PICC's iteration of the system has so far been used to integrate data collected as part of 70 out of about 100 Parkinson's-related studies and databases, and there are plans to integrate the remaining datasets moving forward — the reason for integrating only a subset of the data was to test Sentient's aggregation abilities, Barlow said. Specifically, the researchers worked to integrate data from patients that had submitted tissue samples, such as brain tissue, iPSCs, fibroblasts, and blood, for analysis as part of several different studies — the remaining datasets to be integrated come from patients that haven't donated tissue samples.
The information that has been aggregated so far has yielded some interesting insights that could have implications for diagnosing and treating Parkinson's, according to Barlow. By integrating the data, the researchers were able to connect tissues and samples to their original owners.
"Somebody could have donated their DNA as part of a study 15 years ago, and then when they passed away they donated their brain," she explained. Those bits of information were stored in separate databases that did not talk to each other.
"When we did the integration, we were able to identify how many patients we have that have various levels of specimens and how many of those we have brains from in addition to the clinical information," she said. Further analysis of the data revealed specific cases where patients presented with Parkinson's-like symptoms but did not actually have the disease.
"We realized that there were patients who were being [diagnosed with] Parkinson's disease, but when you looked at their neuropathology, there were no Lewy bodies" — abnormal protein aggregates that develop in nerve cells in Parkinson's cases, she said.
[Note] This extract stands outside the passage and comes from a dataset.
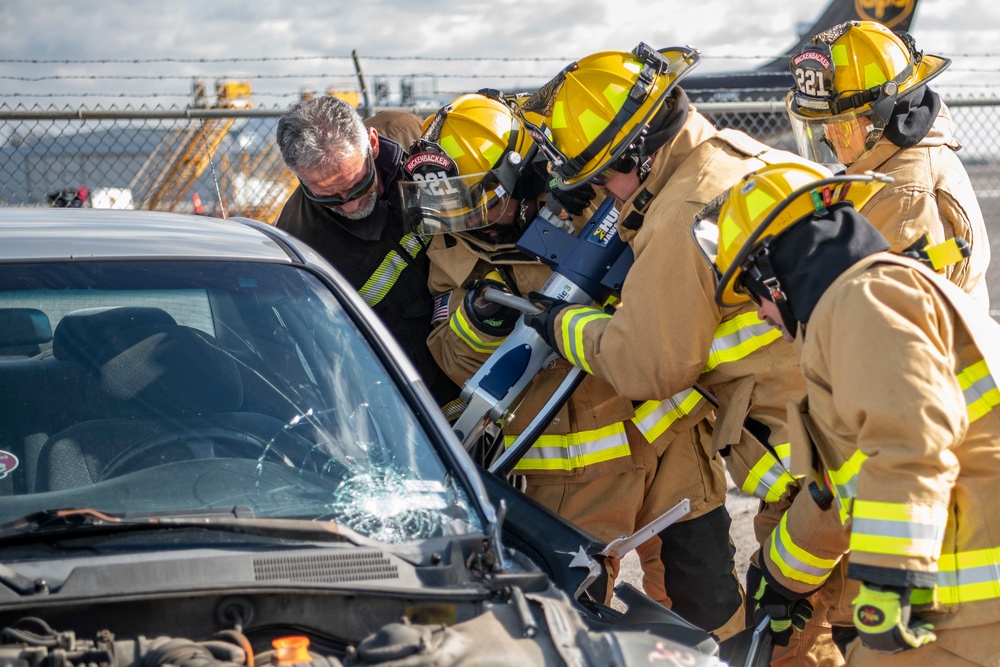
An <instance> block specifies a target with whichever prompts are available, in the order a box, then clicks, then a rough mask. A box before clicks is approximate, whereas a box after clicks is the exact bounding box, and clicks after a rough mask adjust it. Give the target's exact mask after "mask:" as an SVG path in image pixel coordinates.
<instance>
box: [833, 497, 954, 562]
mask: <svg viewBox="0 0 1000 667" xmlns="http://www.w3.org/2000/svg"><path fill="white" fill-rule="evenodd" d="M851 514H852V522H851V551H853V552H857V553H870V554H878V555H882V556H903V557H909V558H926V559H933V558H935V557H936V556H937V554H938V553H940V551H941V542H942V540H943V539H944V527H945V523H946V522H947V521H948V508H947V507H942V506H927V505H914V504H911V503H887V502H880V501H872V500H861V499H856V500H855V501H854V508H853V510H852V512H851Z"/></svg>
Moreover, there are some genetic diseases that show similar symptoms to Parkinson's.
"If we were trying to study [changes in] those genes to look for potential therapies for Parkinson's disease, they wouldn't work because those genes, when they are abnormal, don't cause Parkinson's, so we would have been looking in the wrong spot for treatment," she said.
IO also developed some custom applications for PICC's iteration of the platform including capabilities for visualizing and exploring imaging data, Barlow said. They are currently working on ensuring that PICC's system complies with requisite industry standards for maintaining patient anonymity and security, she added. Moving forward, in addition to integrating new datasets, the company will develop more custom applications for PICC that will, for example, allow researchers to compare patients and identify individuals with similar profiles in their datasets, Stanley said.